Ce n’est pas la première fois que les apôtres ont peur. Rappelez-vous le voyage sur le lac un jour de tempête. Jésus avait été direct ce jour-là: «Pourquoi avez-vous peur, hommes de peu de foi?» (Matthieu 8, 26) Tout au long des évangiles, les apôtres sont constamment acculés à la foi contre la peur.
Jésus demande la foi à ceux qui ont peur. Cela ne signifie pas qu’il minimise la mort. Bien au contraire. Devant la famille de Lazare, puis devant le tombeau de son ami, Jésus est envahi par l’émotion. Il pleure même. Quand il sera lui-même à l’agonie, l’évangile dit qu’il ressent «tristesse et angoisse» (Matthieu 26, 37).
Dans la vie de Jésus comme dans la nôtre, la mort est bien présente. Et elle paraît en contradiction avec l’amour de Dieu. Devant la mort, on cherche Dieu, Dieu qui aime. On n’a pas toujours l’impression qu’il est présent. Marthe et Marie ne disent-elles pas à Jésus : «Seigneur, si tu avais été là , mon frère ne serait pas mort» (Jean 11, 21.32)?
Et pourtant, les évangiles nous montrent constamment Jésus en face de la mort, la sienne ou celle des autres. Le combat de Jésus est un combat contre la mort. Et ce combat est également celui de Dieu.

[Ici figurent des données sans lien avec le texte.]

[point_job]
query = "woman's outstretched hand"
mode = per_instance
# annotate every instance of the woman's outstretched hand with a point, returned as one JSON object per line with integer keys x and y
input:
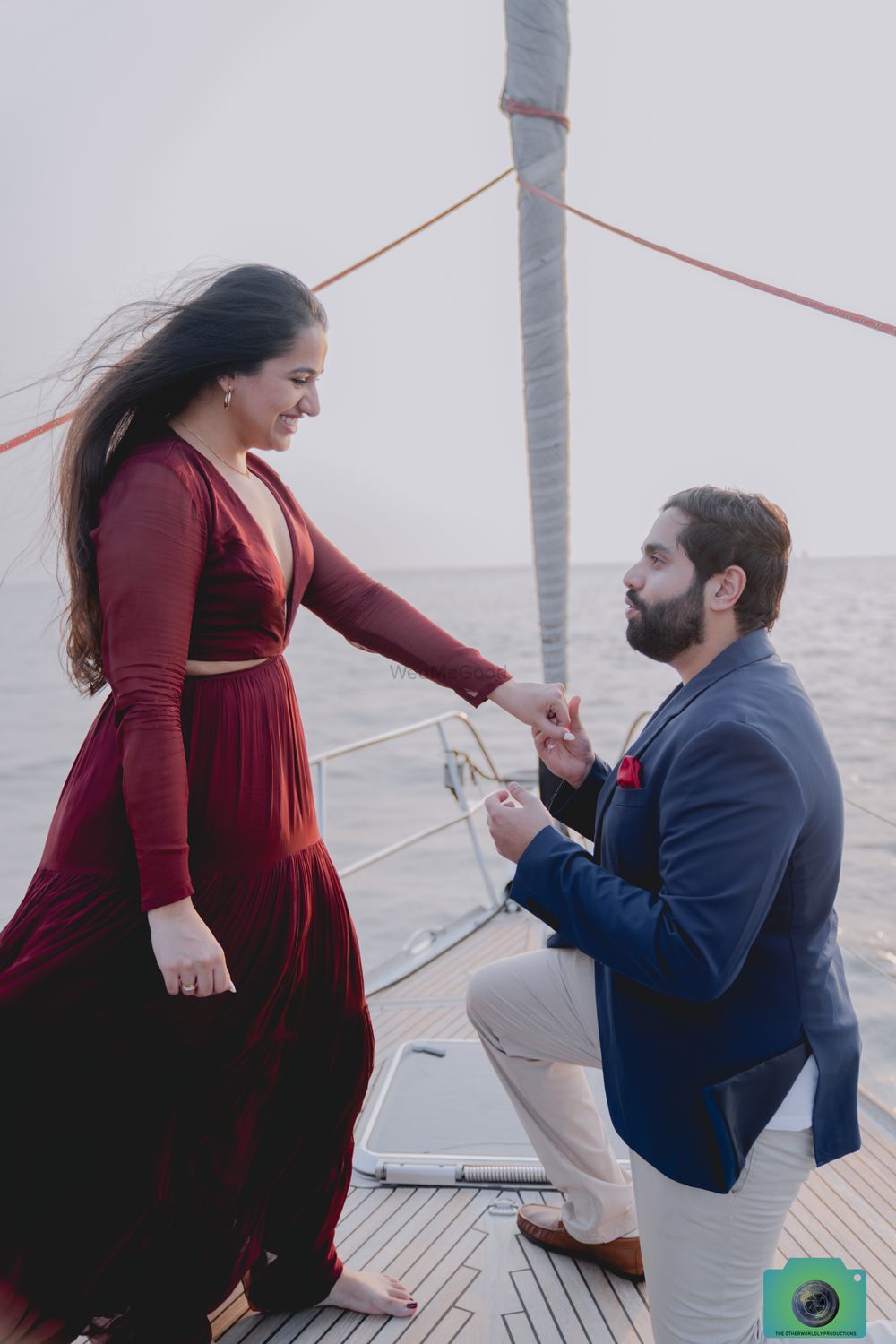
{"x": 570, "y": 761}
{"x": 187, "y": 951}
{"x": 543, "y": 707}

Devant le tombeau de Lazare, Jésus est en face non seulement de la mort de son ami, mais il se trouve devant sa propre mort. Il ira jusqu’au bout de lui-même, jusqu’au bout de sa vie. Et en réanimant Lazare, Jésus témoigne de sa confiance en Dieu, de sa confiance en la vie que Dieu donne.
La confiance de Jésus ne sera pas déçue. Dieu le ressuscitera . De la mort de Jésus surgira la vie. À Pâques, Dieu dit: «N’ayez pas peur! Désormais la mort est vaincue.»
Depuis la résurrection de Jésus, des hommes, des femmes, des enfants reçoivent le baptême pour que leur mort soit greffée sur la mort féconde du Christ. Depuis la résurrection du Christ, le combat humain est moins un combat contre la mort qu’un combat contre la peur, un combat en faveur de la foi en la résurrection. Suivre le Christ, c’est choisir le chemin de la confiance en Dieu, confiance en la vie plus forte que la mort, confiance en la mort porteuse d’avenir.